Re: [BULK] - Re: markup on combining characters

Date: Wed Sep 15 2004 - 09:08:51 CDT

  • Next message: Peter Kirk: "Re: Questions about diacritics"


    > A solution would be to specify in the markup which normalization to apply
    > to the combining sequence before refering to its component characters, with
    > some syntax like:
    > <font style="color:red nfd(2,1);">e&combining-acute;</font>
    > which would resist to normalization of the document such as NFC in:
    > <font style="color:red nfd(2,1);">&e-with-acute;</font>
    > Here some syntax in the markup style indicates an explicit NFD
    > normalization to apply to the plain-text fragment encoded in the text
    > element, before specifying a range of characters to which the style applies
    > (Here it says that color:red applies to only 1 character starting at the
    > second one in the surrounded text fragment, after it has been forced to NFD
    > normalization.
    > May be this seems tricky, but other simplified solutions may be implemented
    > in a style language, such as providing more basic restrictions using new
    > markup attributes:
    > <font style="combining-color:red">&e-with-acute;</font>
    > where the new "combining-color" attribute implies such prenormalization and
    > automatic selection of character ranges to which to apply coloring. May be
    > there are better solutions, that will not imply augmenting the style
    > language schema with lots of new attribute names, such as in:
    > <font style="color:combining(red)">&e-with-acute;</font>
    > Here also, Unicode itself is not affected. But markup languages and
    > renderers are seriously modified to take new markup property names or
    > values into account.

    I fear that none of the aforementioned solutions would work in many
    real-live situations.

    Let's start out with an arbitrary XML format where we want --- and are
    currently perfectly allowed --- to bring across the following message:


    No luck here when <emphasis>&combining_acute;</emphasis> is suddenly

    Now, we might restructure the file and add an attibute to emphasis:

      <emphasis style="color:combining(red)">e&combining_acute;</emphasis>

    I doubt that these two would be semantically equivalent, but let's
    presuppose for a moment that they are:

    We can now transform it via XSLT to HTML for presentation.
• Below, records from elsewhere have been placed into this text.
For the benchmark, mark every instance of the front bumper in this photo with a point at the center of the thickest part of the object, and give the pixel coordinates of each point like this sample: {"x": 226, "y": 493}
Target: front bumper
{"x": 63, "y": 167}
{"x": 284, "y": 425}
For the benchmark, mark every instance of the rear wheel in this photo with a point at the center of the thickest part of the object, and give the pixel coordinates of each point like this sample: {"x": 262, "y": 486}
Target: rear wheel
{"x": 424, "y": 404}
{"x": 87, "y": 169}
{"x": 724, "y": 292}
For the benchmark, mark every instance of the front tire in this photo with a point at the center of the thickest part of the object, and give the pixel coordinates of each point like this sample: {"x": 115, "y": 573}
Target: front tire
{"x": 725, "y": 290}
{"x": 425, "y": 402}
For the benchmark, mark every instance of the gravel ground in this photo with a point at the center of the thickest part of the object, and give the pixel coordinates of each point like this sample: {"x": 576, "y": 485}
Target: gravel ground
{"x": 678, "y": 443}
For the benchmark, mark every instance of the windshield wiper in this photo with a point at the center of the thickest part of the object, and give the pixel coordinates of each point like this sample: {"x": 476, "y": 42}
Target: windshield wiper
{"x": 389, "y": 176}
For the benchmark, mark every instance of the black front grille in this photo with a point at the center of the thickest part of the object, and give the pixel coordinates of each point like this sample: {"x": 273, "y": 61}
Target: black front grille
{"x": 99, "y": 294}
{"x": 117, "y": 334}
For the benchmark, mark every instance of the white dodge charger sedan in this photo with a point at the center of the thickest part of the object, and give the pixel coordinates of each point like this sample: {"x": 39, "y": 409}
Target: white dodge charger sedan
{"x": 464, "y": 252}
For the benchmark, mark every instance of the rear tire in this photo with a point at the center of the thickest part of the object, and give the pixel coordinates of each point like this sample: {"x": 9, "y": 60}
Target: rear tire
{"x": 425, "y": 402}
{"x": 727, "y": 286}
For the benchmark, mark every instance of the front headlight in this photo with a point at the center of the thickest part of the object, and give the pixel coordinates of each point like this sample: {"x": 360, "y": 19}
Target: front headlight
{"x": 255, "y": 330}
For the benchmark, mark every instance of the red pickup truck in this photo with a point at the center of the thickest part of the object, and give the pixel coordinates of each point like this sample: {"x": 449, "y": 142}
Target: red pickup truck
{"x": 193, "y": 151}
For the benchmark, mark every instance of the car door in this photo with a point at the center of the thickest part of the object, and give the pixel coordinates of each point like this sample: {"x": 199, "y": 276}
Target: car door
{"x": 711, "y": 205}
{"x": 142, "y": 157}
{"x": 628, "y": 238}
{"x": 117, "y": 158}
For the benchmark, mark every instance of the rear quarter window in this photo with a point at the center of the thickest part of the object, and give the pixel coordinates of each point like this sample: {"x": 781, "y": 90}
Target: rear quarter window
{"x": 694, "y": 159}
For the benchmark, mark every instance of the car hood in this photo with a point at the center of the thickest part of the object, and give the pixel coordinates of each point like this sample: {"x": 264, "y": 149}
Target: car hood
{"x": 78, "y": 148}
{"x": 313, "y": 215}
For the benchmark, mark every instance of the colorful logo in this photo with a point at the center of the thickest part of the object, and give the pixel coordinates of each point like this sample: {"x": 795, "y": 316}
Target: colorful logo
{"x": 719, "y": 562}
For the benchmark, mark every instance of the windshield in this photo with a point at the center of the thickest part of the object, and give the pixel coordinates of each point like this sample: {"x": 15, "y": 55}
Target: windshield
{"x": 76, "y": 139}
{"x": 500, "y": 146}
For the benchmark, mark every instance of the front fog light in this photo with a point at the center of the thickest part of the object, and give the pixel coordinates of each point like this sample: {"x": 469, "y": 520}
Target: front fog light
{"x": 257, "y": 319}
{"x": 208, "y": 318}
What we
    will get is either:

        HEADER etc.
        <font style="color:combining(red)">e'</font> (with ' being the combining acute)


        HEADER etc.
        <font style="color:combining(red)">é</font>

    depending on the normalization that the XSLT processor performs. None
    that I know will preserve the character entity.

    Quite apart from the practical problem that a combining-color style
    would probably not be on the W3Cs CSS group's shortlist of priorities,
    this puts on the browser the obligation to perform the required
    normalization which would IMHO not be trivial to implement and very
    probably not be on the browser manufacturers' shortlist of priorities.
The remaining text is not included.